Dies ist der dritte Versuch des Nordens in diesem Jahr, einen Spionagesatelliten in die Umlaufbahn zu bringen, nachdem zwei vorherige Versuche im Mai und August gescheitert waren. Südkoreanische Beamte sagten, sie seien davon überzeugt, dass Pjöngjang technische Unterstützung von Moskau erhalten habe, die es ihm ermöglicht habe, die Hürden zu überwinden, die zu seinen früheren Misserfolgen geführt hätten.
Als Kim Jong Un im September Wladimir Putin im Raumfahrtzentrum Vostochny im Fernen Osten Russlands traf, deutete der russische Staatschef an, dass er Kim beim Bau von Satelliten helfen würde. Die USA und Südkorea gehen davon aus, dass der Norden Russland Waffen zum Einsatz in der Ukraine schickt und dass Moskau möglicherweise zugestimmt hat, im Gegenzug sein militärisches Fachwissen weiterzugeben. Aber Analysten sagen, es gebe keine Beweise dafür, dass Pjöngjang die technische Hilfe Russlands erhalten und diese umgesetzt habe. "Dies war Nordkoreas dritter Startversuch und sie betreiben schon seit einiger Zeit eigene Forschung und Entwicklung an Raumfahrtsystemen."

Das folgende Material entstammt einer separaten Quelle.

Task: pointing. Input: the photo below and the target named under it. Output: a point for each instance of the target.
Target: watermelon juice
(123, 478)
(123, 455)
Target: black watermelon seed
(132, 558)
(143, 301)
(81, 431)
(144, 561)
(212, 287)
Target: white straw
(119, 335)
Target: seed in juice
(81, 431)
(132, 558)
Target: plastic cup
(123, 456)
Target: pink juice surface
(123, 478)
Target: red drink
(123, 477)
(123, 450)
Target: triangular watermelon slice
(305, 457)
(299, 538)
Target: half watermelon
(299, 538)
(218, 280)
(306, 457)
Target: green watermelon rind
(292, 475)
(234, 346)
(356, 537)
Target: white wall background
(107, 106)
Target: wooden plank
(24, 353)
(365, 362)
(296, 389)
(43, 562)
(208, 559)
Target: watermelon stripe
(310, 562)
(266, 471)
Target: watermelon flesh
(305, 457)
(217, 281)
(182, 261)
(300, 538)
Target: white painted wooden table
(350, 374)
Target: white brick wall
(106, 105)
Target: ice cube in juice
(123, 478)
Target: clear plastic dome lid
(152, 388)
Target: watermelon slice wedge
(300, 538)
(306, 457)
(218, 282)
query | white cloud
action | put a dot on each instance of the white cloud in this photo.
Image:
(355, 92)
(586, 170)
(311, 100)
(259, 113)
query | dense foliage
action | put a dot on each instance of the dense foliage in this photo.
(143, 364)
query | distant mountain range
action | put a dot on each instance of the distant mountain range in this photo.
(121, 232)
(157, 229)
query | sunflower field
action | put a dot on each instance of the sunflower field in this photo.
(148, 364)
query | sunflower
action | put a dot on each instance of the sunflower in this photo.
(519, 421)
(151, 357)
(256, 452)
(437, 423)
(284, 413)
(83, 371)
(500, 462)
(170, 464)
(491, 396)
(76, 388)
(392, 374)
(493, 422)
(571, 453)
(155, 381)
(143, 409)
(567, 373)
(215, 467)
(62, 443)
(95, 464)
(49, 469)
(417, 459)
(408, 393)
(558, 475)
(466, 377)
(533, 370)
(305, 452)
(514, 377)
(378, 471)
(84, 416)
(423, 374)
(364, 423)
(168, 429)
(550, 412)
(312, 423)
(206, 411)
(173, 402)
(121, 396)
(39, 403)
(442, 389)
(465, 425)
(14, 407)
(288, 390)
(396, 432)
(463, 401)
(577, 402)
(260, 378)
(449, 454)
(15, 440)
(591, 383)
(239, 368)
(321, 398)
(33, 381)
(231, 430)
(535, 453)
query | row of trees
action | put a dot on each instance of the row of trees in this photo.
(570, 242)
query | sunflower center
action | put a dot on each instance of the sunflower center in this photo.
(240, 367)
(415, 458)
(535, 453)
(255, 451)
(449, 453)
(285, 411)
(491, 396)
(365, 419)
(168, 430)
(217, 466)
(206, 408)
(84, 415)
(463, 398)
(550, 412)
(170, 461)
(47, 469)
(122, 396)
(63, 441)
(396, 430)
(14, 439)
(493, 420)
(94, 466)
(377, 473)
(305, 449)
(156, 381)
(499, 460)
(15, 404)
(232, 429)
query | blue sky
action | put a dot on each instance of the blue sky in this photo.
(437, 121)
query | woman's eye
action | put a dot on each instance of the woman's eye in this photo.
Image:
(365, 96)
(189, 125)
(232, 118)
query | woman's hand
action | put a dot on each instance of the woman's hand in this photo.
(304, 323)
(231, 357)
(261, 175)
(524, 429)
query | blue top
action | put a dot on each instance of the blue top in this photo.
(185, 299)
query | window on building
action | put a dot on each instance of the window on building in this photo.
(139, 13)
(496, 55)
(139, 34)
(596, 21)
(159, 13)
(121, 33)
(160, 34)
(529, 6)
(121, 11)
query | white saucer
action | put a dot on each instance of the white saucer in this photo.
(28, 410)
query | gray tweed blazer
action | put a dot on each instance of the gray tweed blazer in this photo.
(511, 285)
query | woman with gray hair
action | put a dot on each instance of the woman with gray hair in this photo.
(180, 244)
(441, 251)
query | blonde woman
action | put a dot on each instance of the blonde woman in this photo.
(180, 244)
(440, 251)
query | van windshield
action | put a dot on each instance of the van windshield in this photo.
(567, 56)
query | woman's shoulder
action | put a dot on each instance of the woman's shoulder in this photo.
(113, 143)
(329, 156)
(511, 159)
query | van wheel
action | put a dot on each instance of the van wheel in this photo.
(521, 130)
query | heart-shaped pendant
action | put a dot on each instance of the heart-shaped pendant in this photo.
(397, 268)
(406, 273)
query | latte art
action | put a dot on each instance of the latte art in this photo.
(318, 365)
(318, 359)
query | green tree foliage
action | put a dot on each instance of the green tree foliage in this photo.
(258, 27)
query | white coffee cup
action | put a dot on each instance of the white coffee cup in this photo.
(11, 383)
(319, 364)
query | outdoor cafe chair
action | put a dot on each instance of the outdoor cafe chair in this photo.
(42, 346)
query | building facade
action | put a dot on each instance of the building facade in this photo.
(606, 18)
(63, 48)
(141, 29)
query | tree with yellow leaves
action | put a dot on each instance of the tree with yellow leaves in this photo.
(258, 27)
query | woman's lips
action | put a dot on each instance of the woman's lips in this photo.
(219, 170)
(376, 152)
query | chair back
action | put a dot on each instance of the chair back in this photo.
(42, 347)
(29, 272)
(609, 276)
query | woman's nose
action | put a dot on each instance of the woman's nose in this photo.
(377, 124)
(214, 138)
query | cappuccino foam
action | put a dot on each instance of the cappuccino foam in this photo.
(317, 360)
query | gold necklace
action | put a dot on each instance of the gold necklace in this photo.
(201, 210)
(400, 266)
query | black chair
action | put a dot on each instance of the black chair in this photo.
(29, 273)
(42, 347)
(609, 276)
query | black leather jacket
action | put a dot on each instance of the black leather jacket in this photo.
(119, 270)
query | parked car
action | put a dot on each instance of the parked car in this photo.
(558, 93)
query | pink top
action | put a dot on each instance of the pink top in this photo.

Kim und der damalige südkoreanische Präsident Moon Jae-in unterzeichneten 2018 das umfassende Militärabkommen, um die Spannungen zwischen ihren beiden Ländern zu deeskalieren und den Ausbruch eines Konflikts zu verhindern. Es schränkte die militärischen Bewegungen beider Seiten in der Nähe der Grenze ein, entfernte Wachposten, Verbot scharfer Waffenübungen und schuf eine Flugverbotszone. Doch die südkoreanische Regierung hatte kürzlich argumentiert, dass das Abkommen das Land anfällig für einen Angriff mache, da es ihr verboten sei, Überwachungsflugzeuge und Aufklärungsdrohnen entlang der Grenze zu fliegen.
Mitglieder des Nationalen Sicherheitsrates Südkoreas trafen sich in den frühen Morgenstunden des Mittwochs, gefolgt von den Verteidigungschefs und dem Kabinett. Alle waren sich einig, dass das Land mit sofortiger Wirkung und mit Unterstützung des Präsidenten die Überwachungsoperationen entlang der Grenze wieder aufnehmen sollte. Diese verstärkte Überwachung wird es dem Süden ermöglichen, nordkoreanische Außenposten und Langstreckenartillerie zu überwachen, die zuvor hinter seinen Berghängen verborgen waren. Seoul ist zur Überwachung des Nordens derzeit auf US-Spionagesatelliten angewiesen, plant aber, Ende November sein erstes selbstgebautes Modell ins All zu schicken.
Einige Analysten warnen, dass die Aussetzung des Militärpakts die Spannungen verschärfen und grenzüberschreitende Auseinandersetzungen wahrscheinlicher machen könnte. Der Zyklus der Provokationen habe bereits wieder begonnen. Südkorea musste irgendwann reagieren.